WARNING: Your government has passed a law that states that “a married couple who videotape or photograph themselves in the bedroom engaging in sexually explicit conduct would be required to keep records, affix disclosure statements to the images, and hold their home open to government agents for records inspections.”
The quoted portion of the sentence above is not from one of my XBIZ or Internext conference presentations. It is nothing less than the words of Judge Cornelia G. Kennedy from the well-reasoned opinion recently handed down by the 6th Circuit Court of Appeals in the case of Connection Distributing Co. et al vs.
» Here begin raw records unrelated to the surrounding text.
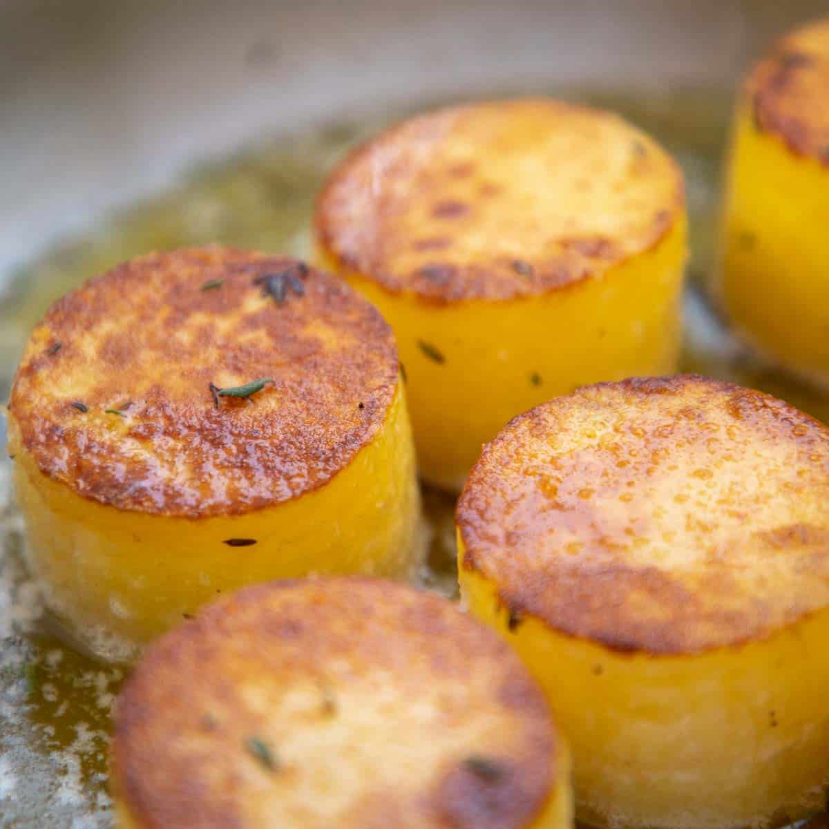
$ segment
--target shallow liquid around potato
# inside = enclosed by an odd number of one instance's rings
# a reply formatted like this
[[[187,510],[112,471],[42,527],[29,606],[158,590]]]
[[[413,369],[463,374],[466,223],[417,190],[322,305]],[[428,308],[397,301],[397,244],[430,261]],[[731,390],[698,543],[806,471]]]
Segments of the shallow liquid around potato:
[[[502,90],[508,92],[522,90]],[[560,90],[556,90],[560,95]],[[709,90],[650,97],[570,93],[617,109],[650,132],[682,164],[688,185],[691,282],[713,259],[715,182],[730,96]],[[439,101],[427,101],[423,109]],[[410,112],[411,110],[410,110]],[[394,118],[339,123],[261,144],[201,167],[173,190],[88,235],[0,274],[0,400],[26,337],[48,304],[113,264],[153,249],[220,241],[308,256],[313,197],[332,165],[356,141]],[[755,386],[829,419],[822,398],[752,361],[723,336],[693,293],[683,369]],[[0,444],[5,443],[0,419]],[[61,642],[41,613],[36,585],[20,563],[19,517],[9,503],[9,462],[0,457],[0,826],[98,829],[111,825],[106,790],[110,707],[124,671]],[[427,586],[455,594],[453,504],[424,492],[432,533]]]

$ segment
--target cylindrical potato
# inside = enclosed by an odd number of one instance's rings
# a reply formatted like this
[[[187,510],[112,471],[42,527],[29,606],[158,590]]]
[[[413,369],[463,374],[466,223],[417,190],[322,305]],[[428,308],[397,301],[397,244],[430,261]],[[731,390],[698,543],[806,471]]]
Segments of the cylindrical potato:
[[[60,300],[9,405],[53,612],[127,658],[251,582],[408,574],[419,496],[398,378],[376,310],[285,257],[153,254]]]
[[[221,600],[115,706],[121,829],[570,829],[567,749],[491,631],[351,577]]]
[[[772,361],[829,384],[829,19],[780,41],[739,99],[713,293]]]
[[[458,507],[462,591],[547,691],[598,827],[770,827],[829,787],[829,430],[693,376],[516,418]]]
[[[676,368],[682,177],[613,114],[518,99],[405,121],[334,172],[314,231],[395,329],[432,483],[459,489],[543,400]]]

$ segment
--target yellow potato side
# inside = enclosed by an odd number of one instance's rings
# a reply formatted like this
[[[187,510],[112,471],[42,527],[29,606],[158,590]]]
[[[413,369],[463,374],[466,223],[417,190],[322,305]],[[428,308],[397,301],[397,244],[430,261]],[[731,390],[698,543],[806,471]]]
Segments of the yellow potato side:
[[[567,747],[517,656],[383,579],[253,586],[161,638],[110,761],[129,829],[573,825]]]
[[[739,109],[714,294],[768,357],[829,383],[829,167],[759,131]]]
[[[560,776],[556,780],[544,811],[524,829],[571,829],[573,827],[573,790],[570,786],[570,753],[562,745],[556,757]],[[114,795],[115,826],[118,829],[156,829],[136,820],[116,791]],[[274,829],[279,829],[278,826]]]
[[[86,649],[129,658],[184,614],[244,584],[308,572],[409,575],[420,560],[419,493],[400,389],[383,427],[326,485],[275,507],[196,520],[79,496],[36,468],[12,419],[27,559],[48,585],[51,607]]]
[[[685,256],[682,220],[651,250],[563,290],[443,305],[319,258],[394,328],[419,471],[458,490],[520,412],[586,383],[676,370]]]
[[[742,647],[638,655],[533,618],[511,630],[492,584],[463,564],[459,572],[471,612],[545,690],[575,759],[580,822],[737,829],[782,826],[824,807],[829,612]]]

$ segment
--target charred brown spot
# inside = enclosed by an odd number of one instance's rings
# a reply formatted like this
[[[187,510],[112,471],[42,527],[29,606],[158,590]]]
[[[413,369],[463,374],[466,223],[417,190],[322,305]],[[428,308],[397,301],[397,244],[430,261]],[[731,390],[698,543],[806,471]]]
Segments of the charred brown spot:
[[[662,222],[670,219],[670,215],[663,211]],[[609,239],[602,236],[589,236],[581,239],[565,239],[564,246],[570,250],[575,250],[583,256],[596,259],[613,259],[617,256],[616,245]]]
[[[475,165],[470,162],[453,164],[449,167],[449,175],[453,178],[467,178],[475,172]]]
[[[457,219],[469,212],[469,206],[463,201],[439,201],[432,209],[432,215],[438,219]]]
[[[430,239],[419,239],[412,244],[414,250],[444,250],[452,245],[448,236],[433,236]]]
[[[426,282],[433,285],[445,285],[455,274],[455,268],[450,264],[429,264],[421,268],[419,274]]]
[[[521,276],[532,276],[534,269],[529,262],[524,259],[513,259],[511,262],[512,269]]]
[[[449,772],[435,805],[448,825],[457,829],[517,829],[533,810],[511,766],[489,758],[468,759]]]
[[[778,550],[810,546],[829,549],[829,528],[812,524],[789,524],[765,531],[762,536],[773,547]]]

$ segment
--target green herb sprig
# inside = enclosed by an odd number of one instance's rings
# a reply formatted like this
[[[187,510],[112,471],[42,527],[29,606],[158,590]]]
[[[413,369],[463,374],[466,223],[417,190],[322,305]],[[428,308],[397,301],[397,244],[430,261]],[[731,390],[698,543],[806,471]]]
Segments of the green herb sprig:
[[[255,735],[248,737],[245,741],[245,747],[248,749],[250,756],[268,771],[275,772],[279,768],[279,761],[274,752],[261,737]]]
[[[268,383],[273,382],[274,382],[273,377],[260,377],[259,380],[252,380],[244,385],[229,385],[221,389],[215,383],[209,383],[208,388],[213,398],[213,405],[218,409],[220,397],[250,397],[256,392],[261,391]]]
[[[443,366],[446,362],[446,357],[444,356],[443,351],[433,346],[431,342],[426,342],[424,340],[418,340],[417,344],[420,351],[433,362],[436,362],[439,366]]]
Keisler.
For those not familiar with the case and its historic ruling on Oct. 23, Judge Kennedy, writing for the majority of a three-judge federal appeals court panel, declared that 18 U.S.C. ยง2257 is unconstitutionally overbroad. That’s right, folks, the 6th Circuit Court of Appeals, one of the second highest courts in the land has struck down the law known to the industry as the 2257 regulations.
Needless to say the 6th Circuit ruling is a tremendously important event for the adult entertainment industry. One that should be noted with enormous gratitude by all in the industry to my esteemed colleague Mike Murray, one of the industry’s best attorneys, who has been quietly battling the government in the Connection Distributing case since 1995.